WrapperWhere UsedWhat It Does
@StateSwiftUILocal view state; triggers re-render on change
@BindingSwiftUITwo-way connection to a parent's state
@PublishedCombinePublishes changes to subscribers
@EnvironmentSwiftUIReads values injected from the environment
@AppStorageSwiftUIPersists values in UserDefaults automatically
@ObservedObjectSwiftUIWatches an external observable object for changes

UserDefaults Wrapper Example

A practical wrapper that saves and loads values from UserDefaults automatically:

@propertyWrapper
struct UserDefault<T> {
    let key: String
    let defaultValue: T

    var wrappedValue: T {
        get {
            UserDefaults.standard.object(forKey: key) as? T ?? defaultValue
        }
        set {
            UserDefaults.standard.set(newValue, forKey: key)
        }
    }
}

struct AppSettings {
    @UserDefault(key: "isDarkMode", defaultValue: false)
    var isDarkMode: Bool

    @UserDefault(key: "username", defaultValue: "Guest")
    var username: String
}

var settings = AppSettings()
print(settings.username)     // Output: Guest

settings.username = "Alice"
print(settings.username)     // Output: Alice (saved to UserDefaults)
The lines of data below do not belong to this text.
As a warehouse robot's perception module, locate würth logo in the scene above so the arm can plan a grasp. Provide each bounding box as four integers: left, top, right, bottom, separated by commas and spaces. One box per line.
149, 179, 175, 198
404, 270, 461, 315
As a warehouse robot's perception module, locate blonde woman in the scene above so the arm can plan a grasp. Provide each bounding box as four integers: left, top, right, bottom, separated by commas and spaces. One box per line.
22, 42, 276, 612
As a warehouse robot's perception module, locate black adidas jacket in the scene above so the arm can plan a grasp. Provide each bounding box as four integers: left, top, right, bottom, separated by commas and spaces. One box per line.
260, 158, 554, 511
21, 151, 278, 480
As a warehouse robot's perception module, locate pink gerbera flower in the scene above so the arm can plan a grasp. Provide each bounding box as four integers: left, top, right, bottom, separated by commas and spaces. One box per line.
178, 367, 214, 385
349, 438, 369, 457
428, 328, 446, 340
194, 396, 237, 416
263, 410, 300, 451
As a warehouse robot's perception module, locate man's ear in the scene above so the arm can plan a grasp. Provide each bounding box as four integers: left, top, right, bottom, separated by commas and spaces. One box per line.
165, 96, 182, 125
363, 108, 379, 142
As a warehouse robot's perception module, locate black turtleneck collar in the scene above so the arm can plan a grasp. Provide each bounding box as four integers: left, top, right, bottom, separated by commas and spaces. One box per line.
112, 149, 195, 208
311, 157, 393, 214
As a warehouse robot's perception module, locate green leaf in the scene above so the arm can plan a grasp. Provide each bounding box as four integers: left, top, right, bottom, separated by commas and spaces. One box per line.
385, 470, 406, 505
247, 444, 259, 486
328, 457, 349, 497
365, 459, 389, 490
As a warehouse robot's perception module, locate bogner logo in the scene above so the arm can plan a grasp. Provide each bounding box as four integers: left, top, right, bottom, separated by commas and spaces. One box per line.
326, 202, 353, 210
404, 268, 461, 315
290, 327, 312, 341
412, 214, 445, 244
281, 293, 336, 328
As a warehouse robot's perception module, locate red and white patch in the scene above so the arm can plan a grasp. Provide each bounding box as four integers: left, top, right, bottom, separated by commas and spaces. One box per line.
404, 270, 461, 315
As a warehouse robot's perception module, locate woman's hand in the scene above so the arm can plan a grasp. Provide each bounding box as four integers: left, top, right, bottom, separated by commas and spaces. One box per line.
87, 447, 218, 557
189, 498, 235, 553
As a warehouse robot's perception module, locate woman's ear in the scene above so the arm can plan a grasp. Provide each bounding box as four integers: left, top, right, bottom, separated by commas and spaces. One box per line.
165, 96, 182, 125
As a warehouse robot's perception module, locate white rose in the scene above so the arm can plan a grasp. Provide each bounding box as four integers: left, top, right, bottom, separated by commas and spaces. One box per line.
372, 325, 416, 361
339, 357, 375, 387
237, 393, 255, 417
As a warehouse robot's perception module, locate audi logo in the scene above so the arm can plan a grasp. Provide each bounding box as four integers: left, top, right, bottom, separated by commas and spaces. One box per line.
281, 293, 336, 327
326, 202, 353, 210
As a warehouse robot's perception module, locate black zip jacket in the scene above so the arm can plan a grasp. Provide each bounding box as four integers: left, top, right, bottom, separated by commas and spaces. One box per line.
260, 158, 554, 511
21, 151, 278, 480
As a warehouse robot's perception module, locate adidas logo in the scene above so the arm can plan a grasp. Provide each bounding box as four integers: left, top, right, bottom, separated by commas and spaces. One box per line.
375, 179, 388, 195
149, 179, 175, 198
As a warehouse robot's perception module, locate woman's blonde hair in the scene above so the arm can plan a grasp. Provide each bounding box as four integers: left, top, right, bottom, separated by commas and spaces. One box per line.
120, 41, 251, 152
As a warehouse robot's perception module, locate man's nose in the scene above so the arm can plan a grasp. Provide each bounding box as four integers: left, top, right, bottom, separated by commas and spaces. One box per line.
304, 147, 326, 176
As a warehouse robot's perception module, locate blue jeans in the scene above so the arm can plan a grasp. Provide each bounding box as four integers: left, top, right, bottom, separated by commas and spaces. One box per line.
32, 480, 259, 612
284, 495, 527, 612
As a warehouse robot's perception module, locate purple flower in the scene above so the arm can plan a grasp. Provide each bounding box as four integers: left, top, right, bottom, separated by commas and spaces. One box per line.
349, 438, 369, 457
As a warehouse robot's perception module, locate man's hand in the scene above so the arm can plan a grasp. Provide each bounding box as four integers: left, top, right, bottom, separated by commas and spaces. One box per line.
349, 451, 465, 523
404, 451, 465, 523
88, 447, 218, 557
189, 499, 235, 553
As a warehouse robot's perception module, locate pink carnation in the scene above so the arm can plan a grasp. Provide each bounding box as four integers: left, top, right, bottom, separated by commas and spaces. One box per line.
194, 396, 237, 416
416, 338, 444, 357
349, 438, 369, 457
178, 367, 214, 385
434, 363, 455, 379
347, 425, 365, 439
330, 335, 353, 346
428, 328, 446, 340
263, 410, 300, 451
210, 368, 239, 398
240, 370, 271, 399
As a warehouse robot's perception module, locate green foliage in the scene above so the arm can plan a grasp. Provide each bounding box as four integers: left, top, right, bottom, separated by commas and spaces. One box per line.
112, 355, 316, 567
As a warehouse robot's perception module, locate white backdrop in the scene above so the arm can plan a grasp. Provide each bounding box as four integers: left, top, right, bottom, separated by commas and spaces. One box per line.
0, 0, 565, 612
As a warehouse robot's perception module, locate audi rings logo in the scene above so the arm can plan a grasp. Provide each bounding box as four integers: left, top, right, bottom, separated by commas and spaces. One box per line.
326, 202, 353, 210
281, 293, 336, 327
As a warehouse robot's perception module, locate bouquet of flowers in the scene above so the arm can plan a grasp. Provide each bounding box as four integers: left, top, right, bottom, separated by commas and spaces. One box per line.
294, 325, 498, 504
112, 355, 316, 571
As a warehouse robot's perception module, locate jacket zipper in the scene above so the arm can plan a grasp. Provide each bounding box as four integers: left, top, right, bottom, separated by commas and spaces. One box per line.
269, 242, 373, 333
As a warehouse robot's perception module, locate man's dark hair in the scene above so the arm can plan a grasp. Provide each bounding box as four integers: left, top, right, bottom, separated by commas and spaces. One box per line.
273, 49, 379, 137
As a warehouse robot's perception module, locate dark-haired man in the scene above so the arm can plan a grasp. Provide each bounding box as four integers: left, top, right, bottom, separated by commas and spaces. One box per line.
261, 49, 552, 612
Wrapper Initialization Rules

With a Default Value

struct Foo {
    @Clamped(range: 0...100) var score: Double = 50
    // Calls: Clamped(wrappedValue: 50, range: 0...100)
}

Without a Default — Set in init

struct Bar {
    @Clamped(range: 0...100) var score: Double

    init(score: Double) {
        self._score = Clamped(wrappedValue: score, range: 0...100)
    }
}

Access the wrapper itself (not the wrapped value) through the underscore-prefixed name: _score.

Summary

Property wrappers encapsulate reusable property logic — validation, clamping, formatting, persistence — behind the @ annotation syntax. Define them with @propertyWrapper and a wrappedValue computed property. Add a projectedValue to expose extra information via the $ accessor. SwiftUI's entire state management system is built on property wrappers, making this a foundational concept for iOS development.